MERVE UTANDI Eylül-2009


18 Eylül 2009 Cuma

Bir sempozyumun ardından...


15-16-17 eylül 2009 tarihleri arasında İstanbul Kadıköy Halk Eğitim Merkezinde yapılan 5. İstanbul Müzik Öğretmenleri Sempozyumu üç gün süresince müzik ve özellikle müzik eğitimiyle ilgili konuların ve sorunların tartışıldığı, birbirinden dolu konularla müzik eğitimcilerine büyük bir katkı sağlamıştır.

Herşeyden önce bu sempozyumda görev alan kişilere teşekkür etmek gerekiyor.

Bizde İstek Barış İlköğretim okulu olarak bu sempozyumda müzik öğretmenleri olarak Sanem Hocayla birlikteydik.

Dürüst olmak gerekirse üç gün sürecek bu sempozyumun içeriğini bilmemize rağmen kuşkularımız da vardı. Ancak sempozyumun başladığı ilk günden itibaren katılımcıların çok fazla olmamasına rağmen sunulan konular bizlerin ilgisini çekti.
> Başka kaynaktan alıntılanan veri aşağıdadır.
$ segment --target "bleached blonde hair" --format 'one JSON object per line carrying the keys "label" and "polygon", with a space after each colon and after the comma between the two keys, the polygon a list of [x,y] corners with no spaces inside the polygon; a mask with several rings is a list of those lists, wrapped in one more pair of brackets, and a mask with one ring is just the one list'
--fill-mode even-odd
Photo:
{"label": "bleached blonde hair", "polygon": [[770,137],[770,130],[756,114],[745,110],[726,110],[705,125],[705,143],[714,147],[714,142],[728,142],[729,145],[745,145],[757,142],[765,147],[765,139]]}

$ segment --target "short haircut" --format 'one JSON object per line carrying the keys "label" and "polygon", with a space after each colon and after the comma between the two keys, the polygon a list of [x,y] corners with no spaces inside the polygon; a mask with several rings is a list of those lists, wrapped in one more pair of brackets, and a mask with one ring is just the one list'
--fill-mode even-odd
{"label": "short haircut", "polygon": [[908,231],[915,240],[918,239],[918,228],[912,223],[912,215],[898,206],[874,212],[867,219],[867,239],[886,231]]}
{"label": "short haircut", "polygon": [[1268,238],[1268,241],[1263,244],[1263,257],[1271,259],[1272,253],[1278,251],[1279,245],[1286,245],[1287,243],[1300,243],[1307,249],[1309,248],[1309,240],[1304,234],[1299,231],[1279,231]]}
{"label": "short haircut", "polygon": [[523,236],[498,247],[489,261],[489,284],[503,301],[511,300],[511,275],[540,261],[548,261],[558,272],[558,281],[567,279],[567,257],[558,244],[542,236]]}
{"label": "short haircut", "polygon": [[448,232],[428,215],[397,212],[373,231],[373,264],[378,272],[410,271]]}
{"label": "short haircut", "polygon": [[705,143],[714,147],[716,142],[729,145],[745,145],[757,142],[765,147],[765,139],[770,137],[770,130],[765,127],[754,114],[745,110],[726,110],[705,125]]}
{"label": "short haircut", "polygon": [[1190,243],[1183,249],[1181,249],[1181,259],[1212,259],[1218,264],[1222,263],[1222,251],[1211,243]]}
İlk gün aşağıda belirttiğim konularda birbirinden değerli eğitimciler çeşitli sunumlar yaptılar;

15 Eylül 2009 / Salı

11.30-12.00 Açılış Konuşmaları / KAHEM Tanıtım Filmi

12.00-13.30 İLK OTURUM / Musiki Muallim Mektebi - 85. YIL

Oturum Başkanları: Doç. Dr. Mustafa USLU – Refik SAYDAM

Konuşmacılar: Tuğrul GÖĞÜŞ – İsmet ARICI - Şefika KESKİN

13.30-13.45 100. Yaşında Faik CANSELEN ile buluşma

( Refik SAYDAM ve Birsen GİCİLİ moderatörlüğünde )

13.30-14.30 Serbest Zaman

14.30-15.00 MÜZİK ZAMANI / Müzik Dinletisi

15.00-15.30 Serdar SAMANCIOĞLU Şiir Dinletisi

15.30-17.00 İKİNCİ OTURUM / ENGELLİLER, ÖZEL EĞİTİM GEREKSİNİMLİ ÖĞRENCİLER BAĞLAMLARINDA YAYGIN MÜZİK EĞİTİMİ

Oturum Başkanları: Prof. SY.Nermin KAYGUSUZ - Yrd. Doç. Cengiz ÜNAL

Konuşmacılar: Yrd. Doç. SY. Gülay KARAMAHMUTOĞLU - Sibel YAŞİN KÖNİ

Murat UÇTU - Tuğrul GÖĞÜŞ - Her Beden Duyar / Film Gösterimi

17.00-18.00 SERBEST KÜRSÜ OTURUMU

Oturum Başkanı: Yrd. Doç. Şerife GÜVENÇOĞLU

Konuşmacılar: Yrd. Doç. SY. Gülay KARAMAHMUTOĞLU Ahmet Emre ÇELİK - Aslı Şeyda YILDIRIM

18.00-19.00 DEPREM ORATORYOSU


İlk günkü açılışta henüz aramızdan ayrılmamış büyük müzik eğitimcisi Faik Canselen in selamları iletilmişti bizlere. Ne yazık ki şu satırları yazarken kendisini kaybetmiş olmanın üzüntüsünü yaşıyorum.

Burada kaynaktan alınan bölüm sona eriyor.